Cette force repose en grande partie sur la crédibilité et la confiance. Dans un paysage marqué par la multiplication des sources, les médias certifiés continuent de jouer un rôle structurant dans l’accès à une information fiable.

Une transformation loin d’être achevée
Au final, les données 2025 confirment une transition bien engagée, mais encore loin d’être aboutie. Si le numérique poursuit sa progression en termes d’usages, le print demeure le socle économique de la presse, en particulier à travers la diffusion payée.
Car au-delà des volumes, c’est bien la nature de la relation au lecteur qui fait la différence. Le print incarne un engagement fort, un temps de lecture choisi et un acte d’achat concret.
Dans ce contexte, le point de vente joue un rôle plus stratégique que jamais. Il reste le lieu où se matérialise la décision d’achat, où les titres se découvrent, se comparent et se choisissent.

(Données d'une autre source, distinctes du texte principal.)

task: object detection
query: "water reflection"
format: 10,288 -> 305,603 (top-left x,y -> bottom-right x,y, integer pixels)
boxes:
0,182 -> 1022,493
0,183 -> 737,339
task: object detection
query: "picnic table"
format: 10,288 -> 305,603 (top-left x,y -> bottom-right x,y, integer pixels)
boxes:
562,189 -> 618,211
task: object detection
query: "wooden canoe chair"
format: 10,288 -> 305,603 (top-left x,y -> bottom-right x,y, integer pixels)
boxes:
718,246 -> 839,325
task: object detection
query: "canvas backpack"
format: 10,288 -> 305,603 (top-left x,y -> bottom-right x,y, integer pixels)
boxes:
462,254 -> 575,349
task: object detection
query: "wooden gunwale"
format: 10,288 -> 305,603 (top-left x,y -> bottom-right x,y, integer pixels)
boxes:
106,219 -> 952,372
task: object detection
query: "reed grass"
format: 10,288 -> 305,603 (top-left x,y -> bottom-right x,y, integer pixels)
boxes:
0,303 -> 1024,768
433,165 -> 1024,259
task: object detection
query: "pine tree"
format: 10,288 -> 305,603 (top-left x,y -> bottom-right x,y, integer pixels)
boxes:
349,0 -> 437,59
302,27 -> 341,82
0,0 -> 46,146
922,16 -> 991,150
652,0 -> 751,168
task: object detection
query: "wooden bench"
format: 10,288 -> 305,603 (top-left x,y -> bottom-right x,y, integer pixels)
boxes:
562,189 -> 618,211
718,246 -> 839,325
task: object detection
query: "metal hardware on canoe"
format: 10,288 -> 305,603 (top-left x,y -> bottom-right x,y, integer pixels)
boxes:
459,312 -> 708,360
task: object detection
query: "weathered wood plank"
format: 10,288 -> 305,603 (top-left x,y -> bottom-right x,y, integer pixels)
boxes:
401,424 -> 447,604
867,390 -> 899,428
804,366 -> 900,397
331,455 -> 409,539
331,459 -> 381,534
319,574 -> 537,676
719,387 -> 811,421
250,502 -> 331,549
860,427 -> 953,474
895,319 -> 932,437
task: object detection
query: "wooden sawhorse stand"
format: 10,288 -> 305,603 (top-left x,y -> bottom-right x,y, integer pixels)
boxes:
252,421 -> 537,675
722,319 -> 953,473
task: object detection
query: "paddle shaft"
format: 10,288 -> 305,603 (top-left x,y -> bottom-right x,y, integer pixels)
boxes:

Plus qu’un simple canal de distribution, le réseau de vente est un véritable accélérateur de diffusion : il soutient les ventes, renforce la visibilité et participe activement à la performance des titres.
Pour les éditeurs, l’enjeu n’est donc pas d’opposer print et digital, mais de réinvestir pleinement le potentiel du print, là où il crée de la valeur immédiate : en point de vente.
C’est précisément là que se joue aujourd’hui une partie de la croissance. Dans un marché sous tension, chaque exemplaire compte, chaque mise en avant peut faire la différence.
Mieux informer, mieux équiper et mieux activer les marchands de journaux n’est plus un “plus” : c’est un levier direct de performance.
Chez Direct-éditeurs, nous en sommes convaincus : la diffusion ne se subit pas, elle s’anime.
Et c’est en reconnectant les éditeurs à leur réseau de vente, en redonnant de la visibilité aux titres et en créant des dispositifs d’activation concrets que le print continuera à démontrer toute sa valeur.